Phase 5: Invariant Verification
Goal: Identify and verify all contract-level invariants.
### Contract Invariants: LiquidityPool
1. **Solvency**: sum(balances) == address(this).balance — [VERIFIED L90]
2. **Total supply**: totalSupply == sum(all user shares) — [UNVERIFIED]
3. **Fee bound**: fee <= MAX_FEE (1000 bps) — [VERIFIED by require at L45]
4. **Non-zero denominator**: totalSupply > 0 before share calculation — [VIOLATED at L67, division-by-zero risk on first deposit]
### Invariant Violation Findings
**FINDING**: Invariant 4 violated — first depositor can cause division by zero
- Location: L67 `shares = amount * totalSupply / totalAssets`
- When: totalSupply == 0 on first deposit
- Impact: DoS attack on first deposit; protocol initialization blocked
- Fix: Handle zero totalSupply case separately with initial share ratio
Output: Security Report
# Security Report: [Contract Name]
## Summary
- Functions analyzed: N
- Findings: N (Critical: X, High: Y, Medium: Z, Low: W)
- Invariants verified: N of M
- CEI violations: N
## Critical Findings
### [F-01] Reentrancy in withdraw()
- Location: `src/Pool.sol:L45`
- Pattern: External call before state update (CEI violation)

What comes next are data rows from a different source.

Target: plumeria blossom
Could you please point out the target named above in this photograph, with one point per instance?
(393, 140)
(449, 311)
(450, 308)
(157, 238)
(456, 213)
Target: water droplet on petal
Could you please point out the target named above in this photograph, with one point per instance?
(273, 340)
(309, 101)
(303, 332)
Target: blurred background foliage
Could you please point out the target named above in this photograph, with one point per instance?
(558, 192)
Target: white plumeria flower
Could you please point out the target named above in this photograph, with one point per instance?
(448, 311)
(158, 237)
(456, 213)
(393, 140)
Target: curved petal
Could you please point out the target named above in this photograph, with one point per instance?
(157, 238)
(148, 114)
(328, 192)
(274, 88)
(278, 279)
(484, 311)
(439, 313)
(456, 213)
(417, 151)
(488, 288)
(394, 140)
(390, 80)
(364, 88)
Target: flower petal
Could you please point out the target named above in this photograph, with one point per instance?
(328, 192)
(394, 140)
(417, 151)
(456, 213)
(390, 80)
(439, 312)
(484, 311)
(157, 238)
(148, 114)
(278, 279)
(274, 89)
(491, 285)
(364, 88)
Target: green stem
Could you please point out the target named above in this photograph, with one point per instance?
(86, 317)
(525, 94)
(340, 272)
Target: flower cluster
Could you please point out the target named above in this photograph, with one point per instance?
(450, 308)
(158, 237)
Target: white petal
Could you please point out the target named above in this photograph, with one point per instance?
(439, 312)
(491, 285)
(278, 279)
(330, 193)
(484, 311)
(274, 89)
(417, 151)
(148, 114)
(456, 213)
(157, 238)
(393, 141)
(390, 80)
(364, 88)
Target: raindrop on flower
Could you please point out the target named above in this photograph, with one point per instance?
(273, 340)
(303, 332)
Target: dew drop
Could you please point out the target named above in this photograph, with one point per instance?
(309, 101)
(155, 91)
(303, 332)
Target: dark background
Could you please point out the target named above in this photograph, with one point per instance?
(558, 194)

- Impact: Complete fund drainage
- Fix: Apply CEI pattern — update state before external call
- 5 Whys: [root cause chain]
## Invariant Status
| Invariant | Status | Evidence |
| -------------------------- | ---------- | ------------------- |
| sum(balances) == balance | VERIFIED | L90 invariant check |
| totalSupply == sum(shares) | UNVERIFIED | No test coverage |
## Recommendations
1. [Critical] Fix reentrancy in withdraw() before deployment
2. [High] Add reentrancy guard as defense-in-depth
3. [Medium] Add formal invariant tests via Foundry invariant suite
Integration with Agent-Studio
Recommended Workflow
- Invoke
audit-context-buildingfor initial code reconnaissance - Invoke
building-secure-contractsfor contract-specific analysis - Feed findings into
security-architectfor threat modeling - Use
static-analysis(Semgrep/CodeQL) for automated confirmation - Use
medusa-securityfor fuzzing-based invariant testing
Complementary Skills
| Skill | Relationship |
|---|---|
audit-context-building |
Builds initial mental model before contract analysis |
security-architect |
Consumes findings for threat modeling and STRIDE |
static-analysis |
Automated SAST confirmation of manual findings |
medusa-security |
Fuzzing and property-based testing for invariants |
variant-analysis |
Finds similar vulnerability patterns across codebase |
web3-expert |
Solidity/Ethereum ecosystem expertise |
Anti-Patterns
| Anti-Pattern | Why It Fails | Correct Approach |
|---|---|---|
| Auditing only the happy path | Reentrancy and access control bugs are invisible in happy path | Explicitly trace every error path and external call |
| Trusting function name for access control | onlyAdmin() might not check the actual admin role |
Read the modifier implementation, not just its name |
| Assuming Solidity 0.8 prevents all integer bugs | unchecked blocks, assembly, and casting bypass protection |
Audit all unchecked blocks and type casts explicitly |
| Skipping cross-function reentrancy | Cross-function reentrancy bypasses single-function guards | Map shared state across ALL functions making external calls |
| Leaving invariants implicit | Unwritten invariants are unverified risks | Document every invariant in NatSpec before analysis |
Memory Protocol
Before starting: Check .claude/context/memory/learnings.md for prior contract audits of the same protocol or token standard.
During analysis: Write incremental findings to context report as discovered. Do not wait until the end.
After completion: Record key findings and patterns to .claude/context/memory/learnings.md. Record architecture decisions (CEI enforcement patterns, invariant frameworks) to decisions.md.